RETRATO DE MI GUARDAESPALDAS
De noche, con la sombra y el silencio de los habitantes de la casa, el reloj de pared renueva su libertad. Sus miembros se despiden y dispersan hasta casi el amanecer. Las ruedas dentadas descienden por los anaqueles de la biblioteca, mientras el péndulo arrastra con torpeza su movimiento uniforme y las manecillas navegan por el aire.

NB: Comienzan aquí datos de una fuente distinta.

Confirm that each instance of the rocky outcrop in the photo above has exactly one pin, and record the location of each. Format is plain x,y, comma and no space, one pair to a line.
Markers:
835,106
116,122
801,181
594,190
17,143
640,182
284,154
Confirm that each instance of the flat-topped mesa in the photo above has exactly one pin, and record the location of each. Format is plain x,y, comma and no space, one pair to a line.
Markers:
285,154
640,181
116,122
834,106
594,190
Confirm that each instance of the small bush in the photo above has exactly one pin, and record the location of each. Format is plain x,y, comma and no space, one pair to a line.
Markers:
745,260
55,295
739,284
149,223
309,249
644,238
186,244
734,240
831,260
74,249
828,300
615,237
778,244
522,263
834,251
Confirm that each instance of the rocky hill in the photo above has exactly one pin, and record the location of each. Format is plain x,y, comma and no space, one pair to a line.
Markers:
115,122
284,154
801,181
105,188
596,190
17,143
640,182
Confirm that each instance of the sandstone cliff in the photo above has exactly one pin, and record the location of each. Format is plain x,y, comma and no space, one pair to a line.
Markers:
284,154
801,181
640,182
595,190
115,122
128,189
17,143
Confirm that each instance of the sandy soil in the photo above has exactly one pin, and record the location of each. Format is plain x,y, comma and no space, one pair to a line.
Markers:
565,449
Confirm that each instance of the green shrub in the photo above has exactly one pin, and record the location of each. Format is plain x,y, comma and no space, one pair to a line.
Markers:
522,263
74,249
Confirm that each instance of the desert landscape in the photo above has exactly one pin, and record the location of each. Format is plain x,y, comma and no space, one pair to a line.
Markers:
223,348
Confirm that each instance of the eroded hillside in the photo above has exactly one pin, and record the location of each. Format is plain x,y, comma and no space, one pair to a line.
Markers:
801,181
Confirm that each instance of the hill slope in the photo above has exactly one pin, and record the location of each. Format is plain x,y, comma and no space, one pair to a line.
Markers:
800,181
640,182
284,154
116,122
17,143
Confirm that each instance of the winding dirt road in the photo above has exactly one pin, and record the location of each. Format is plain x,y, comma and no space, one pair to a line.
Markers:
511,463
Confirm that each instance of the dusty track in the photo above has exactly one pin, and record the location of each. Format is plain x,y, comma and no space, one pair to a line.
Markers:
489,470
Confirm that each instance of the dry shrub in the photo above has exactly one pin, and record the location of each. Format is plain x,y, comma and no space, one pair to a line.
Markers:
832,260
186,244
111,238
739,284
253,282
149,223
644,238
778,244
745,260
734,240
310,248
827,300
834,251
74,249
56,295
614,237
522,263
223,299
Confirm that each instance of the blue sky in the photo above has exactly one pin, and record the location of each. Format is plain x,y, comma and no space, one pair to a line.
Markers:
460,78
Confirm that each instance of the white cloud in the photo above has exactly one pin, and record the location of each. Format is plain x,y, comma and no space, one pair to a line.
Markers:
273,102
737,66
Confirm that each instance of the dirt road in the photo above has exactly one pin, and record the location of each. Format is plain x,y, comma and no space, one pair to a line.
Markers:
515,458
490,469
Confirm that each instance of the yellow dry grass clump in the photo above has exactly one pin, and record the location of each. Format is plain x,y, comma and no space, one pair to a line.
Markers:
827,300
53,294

Yo lo observo bien en la oscuridad, porque el daño infligido por el tiempo que mide ese reloj me ha dado las facultades de la pupila del gato. Y, confiados, los muelles se acercan al rincón donde lustro el cristal de la tapa. Cae el polvo del día, la tierra muy seca de los minutos, esa sustancia negra que depositan las horas. A medida que los rastros del tiempo desaparecen de la superficie que limpio, algunos accesorios aumentan su ligereza y energía.
Es el momento en que cada fragmento vive de manera humana. Veo que las manecillas se aman o cabecean con sopor, y que las oscilaciones de la péndola regulan sus euforias y desánimos. Hoy a los muelles les dolerá la cabeza, a las maderas les llega el aroma punzante de los bosques, y las ruedas dentadas mueven circularmente una pregunta.
En cuanto aparece una fisura en el horizonte nocturno, las partes del reloj se reúnen con prontitud de animales perseguidos por la claridad. Cruzan la habitación, saltan del suelo a los muebles y suben al sitio que deben ocupar en la pared. Encajan las piezas en el conjunto recompuesto y al principio traquetean con respiración difícil. Cuando las primeras luces bajan de la claraboya y se filtran entre los visillos, todos los mecanismos trabajan en su celda de fríos auxiliares del tiempo.
LA NOCHE EN QUE ME DOLIERON LAS VENTANAS
Quizá alguna comida me sentó mal anoche y me he despertado de madrugada. Me incorporo con una sensación desconocida. No encuentro las manos en la distancia habitual. Tampoco el abdomen y el mentón que deseo calmar con mis dedos huidos.
Con el menor movimiento emito un ruido de muebles. No sé si los miembros se resquebrajan o recobran su lenguaje de árbol. La mirada busca todo lo que me pueda disminuir la inquietud, pero los objetos cercanos y los adoquines del patio están encogidos en la sombra. Distingo en la lejanía unos pocos edificios iluminados cuyos habitantes disfrutan de la indiferencia y el sosiego.
El espejo sólo abarca las líneas de mis manos. Sobre ellas caminan unos animales que tropiezan con la harina de mi piel.
He crecido por culpa del dolor. La casa ya no es un refugio independiente, sino que forma parte de mi cuerpo. Lo compruebo mientras me adapto al nuevo tamaño para palpar la cabellera de roble, el pecho con puertas, mis barbas de baldosas rotas.